We have a similar problem with surplus sighthounds here, of course, to the greek harehounds. I could easily have adopted a lurcher from a UK rescue, even a puppy. There are plenty of them around. Though we don't really have 'street dogs' as such, we certainly have people who will happily breed 8 or 10 pups because they want one, then dump the rest in rescues, and even more people who will cheerfully buy a puppy on impulse and then find they don't have time for him once he's a year old, is big and needs lots of exercise.
But my Rosie is not very keen on other sighthounds (she seems to have decided now that the number of sighthounds required is 1, ie, her. I don't know why, because I had two lurchers when I adopted her and she loved them both. But that's definitely a thing.) I do like the houndy independent, likes a snooze, temperament a lot, so I was already tentatively looking at scenthounds: hence my presence in the Greek Harehound group. Years ago, I fostered dear old Darwin Coonhound, and he left me with a longing for a dog with a squishy face, long ears and an enthusiastic attitude...

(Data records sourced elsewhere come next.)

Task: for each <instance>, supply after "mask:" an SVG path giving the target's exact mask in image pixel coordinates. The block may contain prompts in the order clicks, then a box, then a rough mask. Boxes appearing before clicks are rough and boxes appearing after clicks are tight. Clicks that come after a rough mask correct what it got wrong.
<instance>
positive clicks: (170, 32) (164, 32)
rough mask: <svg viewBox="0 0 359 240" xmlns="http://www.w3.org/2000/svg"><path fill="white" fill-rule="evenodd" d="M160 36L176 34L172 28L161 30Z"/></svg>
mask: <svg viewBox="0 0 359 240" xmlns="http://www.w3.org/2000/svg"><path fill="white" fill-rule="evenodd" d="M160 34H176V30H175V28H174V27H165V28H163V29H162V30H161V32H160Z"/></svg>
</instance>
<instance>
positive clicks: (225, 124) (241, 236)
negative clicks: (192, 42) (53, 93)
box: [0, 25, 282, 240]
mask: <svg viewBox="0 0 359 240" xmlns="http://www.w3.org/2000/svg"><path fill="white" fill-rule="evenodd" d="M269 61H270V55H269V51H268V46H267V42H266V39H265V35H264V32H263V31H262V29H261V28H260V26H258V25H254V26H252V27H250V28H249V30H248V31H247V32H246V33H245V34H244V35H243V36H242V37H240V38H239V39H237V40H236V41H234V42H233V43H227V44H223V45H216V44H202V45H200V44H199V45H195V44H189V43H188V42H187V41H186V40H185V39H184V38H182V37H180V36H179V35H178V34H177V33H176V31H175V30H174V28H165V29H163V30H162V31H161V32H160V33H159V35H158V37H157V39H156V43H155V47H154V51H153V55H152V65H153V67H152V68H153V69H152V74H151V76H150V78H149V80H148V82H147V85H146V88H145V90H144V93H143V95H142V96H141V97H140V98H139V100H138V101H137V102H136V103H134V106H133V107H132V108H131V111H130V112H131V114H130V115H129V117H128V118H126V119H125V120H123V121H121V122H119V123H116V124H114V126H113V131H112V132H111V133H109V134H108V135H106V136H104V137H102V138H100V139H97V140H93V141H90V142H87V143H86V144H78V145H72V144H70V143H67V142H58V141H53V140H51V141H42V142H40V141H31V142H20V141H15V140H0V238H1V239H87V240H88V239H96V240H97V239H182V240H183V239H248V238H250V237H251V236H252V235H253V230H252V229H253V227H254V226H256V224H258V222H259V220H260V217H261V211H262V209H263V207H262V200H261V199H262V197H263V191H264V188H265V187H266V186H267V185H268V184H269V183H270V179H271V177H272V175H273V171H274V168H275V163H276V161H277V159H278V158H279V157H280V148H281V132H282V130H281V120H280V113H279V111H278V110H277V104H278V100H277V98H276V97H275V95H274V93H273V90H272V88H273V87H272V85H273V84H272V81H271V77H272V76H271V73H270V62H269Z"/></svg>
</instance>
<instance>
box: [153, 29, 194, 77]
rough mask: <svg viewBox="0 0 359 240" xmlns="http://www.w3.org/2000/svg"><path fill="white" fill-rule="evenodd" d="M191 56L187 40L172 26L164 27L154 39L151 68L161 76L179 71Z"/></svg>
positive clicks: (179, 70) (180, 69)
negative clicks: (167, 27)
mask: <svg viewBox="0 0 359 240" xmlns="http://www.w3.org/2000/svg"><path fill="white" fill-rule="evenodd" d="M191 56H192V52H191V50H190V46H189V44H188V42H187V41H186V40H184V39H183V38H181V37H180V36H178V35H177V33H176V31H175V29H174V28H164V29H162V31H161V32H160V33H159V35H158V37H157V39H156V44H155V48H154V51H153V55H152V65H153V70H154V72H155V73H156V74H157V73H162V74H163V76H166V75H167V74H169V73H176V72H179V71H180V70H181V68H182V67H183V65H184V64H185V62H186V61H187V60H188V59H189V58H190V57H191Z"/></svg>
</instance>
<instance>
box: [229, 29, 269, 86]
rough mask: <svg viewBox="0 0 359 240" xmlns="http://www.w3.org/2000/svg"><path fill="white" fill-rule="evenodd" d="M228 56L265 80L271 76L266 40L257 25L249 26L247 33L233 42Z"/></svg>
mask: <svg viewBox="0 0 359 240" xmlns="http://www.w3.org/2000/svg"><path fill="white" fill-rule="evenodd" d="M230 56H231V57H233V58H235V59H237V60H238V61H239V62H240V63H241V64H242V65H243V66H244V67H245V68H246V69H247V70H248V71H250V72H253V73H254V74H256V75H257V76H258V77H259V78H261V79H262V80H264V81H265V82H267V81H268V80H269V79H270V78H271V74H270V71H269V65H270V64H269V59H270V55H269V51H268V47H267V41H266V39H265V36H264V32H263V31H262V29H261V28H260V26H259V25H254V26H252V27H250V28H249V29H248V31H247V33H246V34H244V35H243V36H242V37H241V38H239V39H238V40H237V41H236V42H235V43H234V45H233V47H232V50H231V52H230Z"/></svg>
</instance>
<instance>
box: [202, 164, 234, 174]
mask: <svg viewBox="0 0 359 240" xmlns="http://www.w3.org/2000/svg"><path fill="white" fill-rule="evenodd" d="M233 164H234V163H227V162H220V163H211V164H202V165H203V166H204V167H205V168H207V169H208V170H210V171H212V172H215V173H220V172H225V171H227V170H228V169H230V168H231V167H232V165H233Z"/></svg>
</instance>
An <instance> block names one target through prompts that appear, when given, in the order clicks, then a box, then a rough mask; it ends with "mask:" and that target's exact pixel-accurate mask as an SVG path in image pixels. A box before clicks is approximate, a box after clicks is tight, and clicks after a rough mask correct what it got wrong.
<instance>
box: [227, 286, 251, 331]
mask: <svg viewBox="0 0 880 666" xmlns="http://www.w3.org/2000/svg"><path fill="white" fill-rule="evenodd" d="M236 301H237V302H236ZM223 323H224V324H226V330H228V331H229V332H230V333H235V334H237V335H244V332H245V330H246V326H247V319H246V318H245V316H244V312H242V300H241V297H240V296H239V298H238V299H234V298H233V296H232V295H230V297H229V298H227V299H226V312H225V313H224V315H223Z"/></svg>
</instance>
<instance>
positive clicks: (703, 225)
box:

I was keen to adopt a pup this time too. I've adopted and fostered a fair number of adult dogs, and they are all lovely, but my last puppy was when I was 4 years old! And since our livingroom carpet is currently severely knackered and needs replacing, this seemed like the ideal time to adopt a pup who would need house training and might chew things... Though, so far, his house training is going pretty well. He had already had the basics at his foster home in Greece, of course. They really did a stellar job. He walks nicely on the lead too.
Because Rosie and our cats are all a bit nervy and awkward, I very much wanted a pup that had lived with cats from a very young age, that had had really good socialisation from the start. Well-socialised young rescue pups do turn up in the UK fairly often, but if you add the 'had lived with cats' bit, that does make it a bit harder. Hence: Theo!